Il ne faut surtout pas s'arrêter au titre français et à l'illustration, franchement racoleurs. On pourrait s'attendre à du cyberpunk bourrin dopé aux amphétamines... ce qui ne serait pas faux d'ailleurs, mais juste très incomplet.
Autant le dire tout de suite, Le Samouraï virtuel vaut plus par la description de l'univers qu'il présente que par l'histoire proprement dite, à l'instar de Tous à Zanzibar de John Brunner. Dès 1992 (!!!), Neal Stephenson met en place un "Métavers", planète informatique virtuelle, où chacun peut faire des rencontres, du commerce ou se construire un nouveau chez-soi bien à l'abri dans un avatar fait sur mesure. En gros, l'auteur nous décrit Second Life plus de dix ans avant sa sortie... En ce qui concerne le monde "réel", il faudra attendre un peu afin de savoir si Stephenson est réellement un visionnaire. La société décrite (enfin... l'Amérique du Nord, évidemment) est un conglomérat de petits territoires aux mains d'organisations privées, commerciales, mafieuses ou gouvernementales qui y dictent leurs lois propres. Il en résulte une sorte d'anarchie maîtrisée où les parrains siciliens sont de braves types et les agents fédéraux des ordures à faire passer Staline pour un enfant de chœur. Un programme réjouissant.

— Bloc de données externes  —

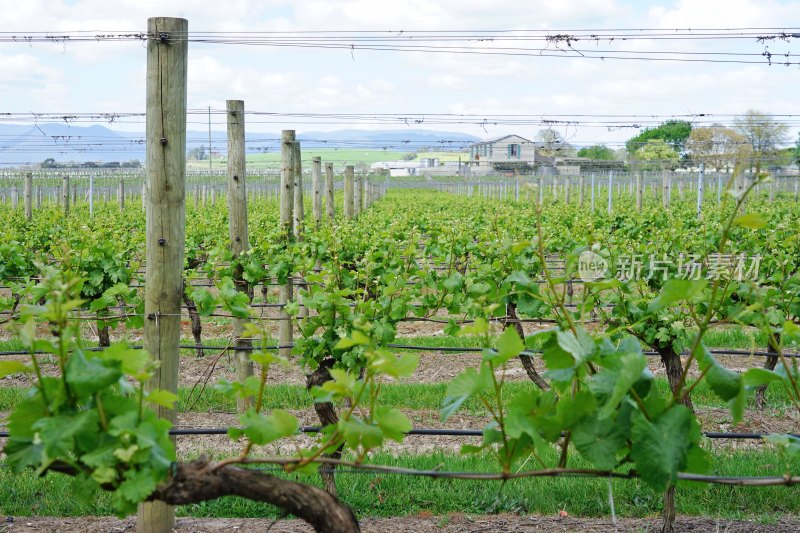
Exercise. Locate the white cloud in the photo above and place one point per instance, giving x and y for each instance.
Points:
(110, 76)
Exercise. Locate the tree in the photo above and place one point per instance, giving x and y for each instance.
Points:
(551, 143)
(796, 156)
(716, 146)
(763, 133)
(598, 152)
(673, 132)
(198, 153)
(657, 155)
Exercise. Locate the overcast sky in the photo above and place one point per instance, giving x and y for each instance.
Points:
(110, 77)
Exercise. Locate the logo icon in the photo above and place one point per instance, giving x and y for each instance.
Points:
(591, 266)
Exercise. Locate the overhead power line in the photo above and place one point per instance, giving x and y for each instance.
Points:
(599, 44)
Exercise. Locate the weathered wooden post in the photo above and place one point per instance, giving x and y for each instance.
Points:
(91, 194)
(638, 191)
(287, 203)
(121, 194)
(329, 190)
(701, 176)
(299, 210)
(348, 192)
(28, 193)
(167, 48)
(237, 218)
(541, 190)
(316, 189)
(65, 194)
(358, 193)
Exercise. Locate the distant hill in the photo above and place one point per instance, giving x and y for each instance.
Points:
(33, 143)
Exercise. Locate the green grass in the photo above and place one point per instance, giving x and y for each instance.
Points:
(414, 396)
(386, 495)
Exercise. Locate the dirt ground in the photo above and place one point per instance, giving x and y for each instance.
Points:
(453, 523)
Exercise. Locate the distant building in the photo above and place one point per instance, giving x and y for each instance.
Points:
(574, 166)
(509, 150)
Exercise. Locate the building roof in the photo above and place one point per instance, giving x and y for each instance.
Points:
(498, 139)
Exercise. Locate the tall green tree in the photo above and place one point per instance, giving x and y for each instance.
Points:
(764, 134)
(598, 152)
(673, 132)
(717, 146)
(656, 154)
(796, 157)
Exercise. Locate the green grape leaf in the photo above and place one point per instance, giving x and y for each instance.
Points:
(676, 290)
(599, 440)
(660, 448)
(463, 387)
(509, 345)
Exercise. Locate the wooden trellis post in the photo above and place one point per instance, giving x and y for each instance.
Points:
(329, 190)
(28, 193)
(299, 210)
(348, 192)
(237, 218)
(167, 49)
(316, 189)
(287, 203)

Sauf que c'est souvent un peu lourd à la lecture. Le livre est plutôt long (presque 600 pages) et certains passages nous le font ressentir. La faute à une intrigue un peu bancale qui alterne constamment entre le premier et le second degré, laissant le lecteur le cul entre deux chaises. L'auteur veut brasser beaucoup de sujets différents et fondamentaux (le langage, la religion, la manipulation, les libertés, la technologie ...) et a parfois tendance à les survoler, malgré des idées excellentes à la pelle. Le Métavers est sous-exploité. Les personnages sont beaucoup trop caricaturaux. C'est voulu mais on reste en-dehors : le héros protagoniste se nomme... Hiro Protagoniste et alors qu'il est présenté comme un loser, on découvre qu'il n'est ni plus ni moins que le meilleur hacker et sabreur du monde. Alors oui, il est marrant et ne manque pas de charisme, comme la plupart des autres personnages... mais cela donne une teinte artificielle au tout. Heureusement, la base historico-ésotérique qui réécrit brillamment le mythe de la Tour de Babel dans une analogie maligne entre les langages humain et informatique est absolument passionnante.
La Samouraï virtuel est un très bon livre de science-fiction, moins accessible qu'il n'y paraît, et Neal Stephenson maîtrise parfaitement son sujet. Mais est-il un bon raconteur d'histoire pour autant ? Rien n'est moins sûr.